株式会社サンワブース 物流用バッテリ式階段運搬車「スピージィ」 収納可能な非常用階段避難車「キャリダン」
ロゴス コーポレーションブース 本棚サイズの緊急持ち出しセット カテゴリー別になっている

 株式会社ドウシシャは、エデュテイメント商品しゃべる地球儀の最新型「パーフェクトグローブ エリート」を出展。従来の機能に加えて、3.5インチのディスプレイを本体にも搭載し、ネット接続で最新情報にアップデートできるという。またWi-Fi接続環境ではリアルタイムに世界約55カ所のカメラ映像を見たり、天気情報を得ることができるという。なお同商品は開発中であり、実際の商品とは内容が変わる可能性があるとのことだ。

 そのほか、株式会社キングジムの「ポメラ」や、マルマン株式会社のビジネス用メモ帳「ニーモシネ ノートパッド」など、「第18回日本文具大賞」を獲得した各商品などもブースで出展されていた。
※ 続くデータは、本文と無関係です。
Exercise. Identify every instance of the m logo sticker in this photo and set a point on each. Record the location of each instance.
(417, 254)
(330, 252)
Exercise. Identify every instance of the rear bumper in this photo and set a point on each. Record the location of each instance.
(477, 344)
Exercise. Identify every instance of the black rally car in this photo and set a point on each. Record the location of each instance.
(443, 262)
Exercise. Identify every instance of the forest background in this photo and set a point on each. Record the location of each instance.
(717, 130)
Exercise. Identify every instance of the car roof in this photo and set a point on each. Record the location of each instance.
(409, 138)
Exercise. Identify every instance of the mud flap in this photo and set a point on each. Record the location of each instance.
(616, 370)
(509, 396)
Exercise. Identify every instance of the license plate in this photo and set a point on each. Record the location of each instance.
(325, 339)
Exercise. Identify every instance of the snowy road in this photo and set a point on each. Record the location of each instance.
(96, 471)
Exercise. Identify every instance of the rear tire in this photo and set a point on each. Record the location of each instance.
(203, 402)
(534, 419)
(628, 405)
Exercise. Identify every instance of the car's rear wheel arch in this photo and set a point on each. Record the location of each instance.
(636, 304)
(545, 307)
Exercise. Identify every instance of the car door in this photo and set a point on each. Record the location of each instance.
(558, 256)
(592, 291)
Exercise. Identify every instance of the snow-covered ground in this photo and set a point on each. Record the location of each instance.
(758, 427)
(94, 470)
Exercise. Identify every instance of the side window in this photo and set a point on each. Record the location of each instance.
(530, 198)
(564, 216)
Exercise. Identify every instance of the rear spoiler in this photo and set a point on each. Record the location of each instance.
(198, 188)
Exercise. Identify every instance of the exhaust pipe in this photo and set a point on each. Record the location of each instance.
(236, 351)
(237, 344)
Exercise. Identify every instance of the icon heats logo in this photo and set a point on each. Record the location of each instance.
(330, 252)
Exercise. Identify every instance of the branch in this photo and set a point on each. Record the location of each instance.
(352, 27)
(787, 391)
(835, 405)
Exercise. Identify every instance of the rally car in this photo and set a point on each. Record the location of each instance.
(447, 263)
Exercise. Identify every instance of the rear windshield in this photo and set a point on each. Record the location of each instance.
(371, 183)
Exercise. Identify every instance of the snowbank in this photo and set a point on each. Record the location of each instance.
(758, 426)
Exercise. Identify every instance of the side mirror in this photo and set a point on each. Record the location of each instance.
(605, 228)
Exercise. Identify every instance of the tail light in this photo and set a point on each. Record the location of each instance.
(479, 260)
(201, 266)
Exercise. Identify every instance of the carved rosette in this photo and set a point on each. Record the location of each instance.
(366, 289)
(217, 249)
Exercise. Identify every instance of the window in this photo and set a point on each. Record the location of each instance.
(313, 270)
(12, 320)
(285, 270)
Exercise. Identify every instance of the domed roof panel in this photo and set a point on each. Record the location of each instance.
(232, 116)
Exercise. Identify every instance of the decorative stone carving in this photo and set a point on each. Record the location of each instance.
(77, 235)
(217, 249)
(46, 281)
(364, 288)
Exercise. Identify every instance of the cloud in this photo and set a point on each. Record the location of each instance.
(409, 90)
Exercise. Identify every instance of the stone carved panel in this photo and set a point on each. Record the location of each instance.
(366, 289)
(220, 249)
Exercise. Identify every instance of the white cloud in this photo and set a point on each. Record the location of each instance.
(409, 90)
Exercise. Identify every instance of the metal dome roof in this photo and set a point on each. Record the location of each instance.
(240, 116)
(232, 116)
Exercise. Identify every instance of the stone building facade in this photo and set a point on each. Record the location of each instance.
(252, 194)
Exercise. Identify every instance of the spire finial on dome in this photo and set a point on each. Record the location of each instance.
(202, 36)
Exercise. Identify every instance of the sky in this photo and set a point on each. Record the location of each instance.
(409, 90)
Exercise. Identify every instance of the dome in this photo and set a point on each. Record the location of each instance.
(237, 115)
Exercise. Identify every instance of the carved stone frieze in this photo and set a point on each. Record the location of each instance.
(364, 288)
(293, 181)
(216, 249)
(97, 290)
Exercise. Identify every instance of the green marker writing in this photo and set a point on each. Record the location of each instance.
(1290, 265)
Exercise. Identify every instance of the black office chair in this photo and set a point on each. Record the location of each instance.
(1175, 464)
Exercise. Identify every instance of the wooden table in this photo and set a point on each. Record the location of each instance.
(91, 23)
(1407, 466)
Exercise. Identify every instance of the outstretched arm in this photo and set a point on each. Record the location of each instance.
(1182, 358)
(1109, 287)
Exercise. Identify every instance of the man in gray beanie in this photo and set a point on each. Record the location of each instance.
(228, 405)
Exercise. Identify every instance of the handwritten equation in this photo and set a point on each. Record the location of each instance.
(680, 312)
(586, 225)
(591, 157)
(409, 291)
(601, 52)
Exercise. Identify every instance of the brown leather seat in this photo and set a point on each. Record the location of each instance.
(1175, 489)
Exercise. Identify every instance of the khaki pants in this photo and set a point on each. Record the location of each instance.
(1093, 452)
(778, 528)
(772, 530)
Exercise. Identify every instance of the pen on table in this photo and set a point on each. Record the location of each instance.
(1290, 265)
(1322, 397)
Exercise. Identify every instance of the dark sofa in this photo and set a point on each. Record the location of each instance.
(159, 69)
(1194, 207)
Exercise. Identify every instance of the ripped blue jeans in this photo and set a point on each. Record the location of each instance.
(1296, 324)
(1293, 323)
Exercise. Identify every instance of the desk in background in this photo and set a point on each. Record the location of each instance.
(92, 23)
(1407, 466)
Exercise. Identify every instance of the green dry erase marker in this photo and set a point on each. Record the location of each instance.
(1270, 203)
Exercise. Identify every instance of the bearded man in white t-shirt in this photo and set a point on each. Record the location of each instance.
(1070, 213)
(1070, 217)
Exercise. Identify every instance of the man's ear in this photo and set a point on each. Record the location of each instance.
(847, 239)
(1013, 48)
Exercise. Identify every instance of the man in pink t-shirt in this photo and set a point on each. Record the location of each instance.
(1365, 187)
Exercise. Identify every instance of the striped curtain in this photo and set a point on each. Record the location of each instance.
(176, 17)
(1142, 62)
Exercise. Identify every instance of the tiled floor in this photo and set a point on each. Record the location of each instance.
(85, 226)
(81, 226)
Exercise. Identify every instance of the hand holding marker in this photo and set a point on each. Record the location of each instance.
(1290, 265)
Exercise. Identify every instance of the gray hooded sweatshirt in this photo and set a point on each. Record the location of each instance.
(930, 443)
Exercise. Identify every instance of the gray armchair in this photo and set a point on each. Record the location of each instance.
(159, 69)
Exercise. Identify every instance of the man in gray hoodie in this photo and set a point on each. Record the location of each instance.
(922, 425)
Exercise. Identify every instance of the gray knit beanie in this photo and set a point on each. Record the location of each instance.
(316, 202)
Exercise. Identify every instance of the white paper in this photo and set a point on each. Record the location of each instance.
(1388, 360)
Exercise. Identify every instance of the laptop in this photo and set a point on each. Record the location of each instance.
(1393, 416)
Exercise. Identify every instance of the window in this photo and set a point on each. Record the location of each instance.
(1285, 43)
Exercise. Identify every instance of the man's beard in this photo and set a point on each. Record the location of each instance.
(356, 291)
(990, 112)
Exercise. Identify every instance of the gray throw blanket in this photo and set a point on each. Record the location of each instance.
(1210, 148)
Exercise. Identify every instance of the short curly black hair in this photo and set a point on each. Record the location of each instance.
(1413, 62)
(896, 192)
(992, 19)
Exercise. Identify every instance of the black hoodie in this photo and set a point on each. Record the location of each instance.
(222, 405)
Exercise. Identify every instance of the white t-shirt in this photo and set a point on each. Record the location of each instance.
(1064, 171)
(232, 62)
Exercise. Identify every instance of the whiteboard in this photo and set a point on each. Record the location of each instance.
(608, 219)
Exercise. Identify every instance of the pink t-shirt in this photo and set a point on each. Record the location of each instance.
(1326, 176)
「パーフェクトグローブ エリート」。液晶ディスプレイが付いた ヒット商品となったキングジム「ポメラ」

 「第18回日本文具大賞」受賞のなかで、筆者が個人的に面白いと思ったのはデザイン部門で優秀賞を獲得した、株式会社PlasticArtsの「M-pad」だ。CDやDVDのディスクカバーで、記録面の片面のみにつける。ワンタッチで着脱でき、カバーをつけたCD・DVDは中央部のスタッキング機能を使って積み重ねることもできる。カバー表面にイラストや写真などをプリントすることもできる。実際に試したところ、本当に簡単に着脱できた。現在、同社のオンラインショップのほか、タワーレコードや一部ショップでテスト的に販売している段階だという。

 最近はUSBメモリがだいぶ安価になったが、いまも取材の資料などはディスクで渡されることは少なくない。他人にディスクを渡すときにはどうしてもカバーがいる。通常のケースはかさばってしまうが、これはおそらくミニマムサイズだろう。保存するには向かないかもしれないが、一時的にディスクを扱う必要があるときには良いのではないかと思った。なお同社では他にもコレクター向けディズプレイフィギュアなども作成している。

ディスクカバー「M-pad」。カバーには印刷も可能 スタックできる 同社のオンラインショップでも購入可能

 最初に述べたとおり、残念ながら同展ではロボット関連商品はおろか、ロボットをモチーフにした商品類も見かけることができなかった。だがいっぽうで、動くものはかなり大勢の人の注目を集めていた。おそらく、たとえば数社共同でロボット関連が何かしら出展されていれば、かなりの人たちの注目を集めたに違いない。不況の影響もあるのだろうが、「ピンチはチャンス」とも言う。他業界の展示会にも積極的に足を運んでほしい。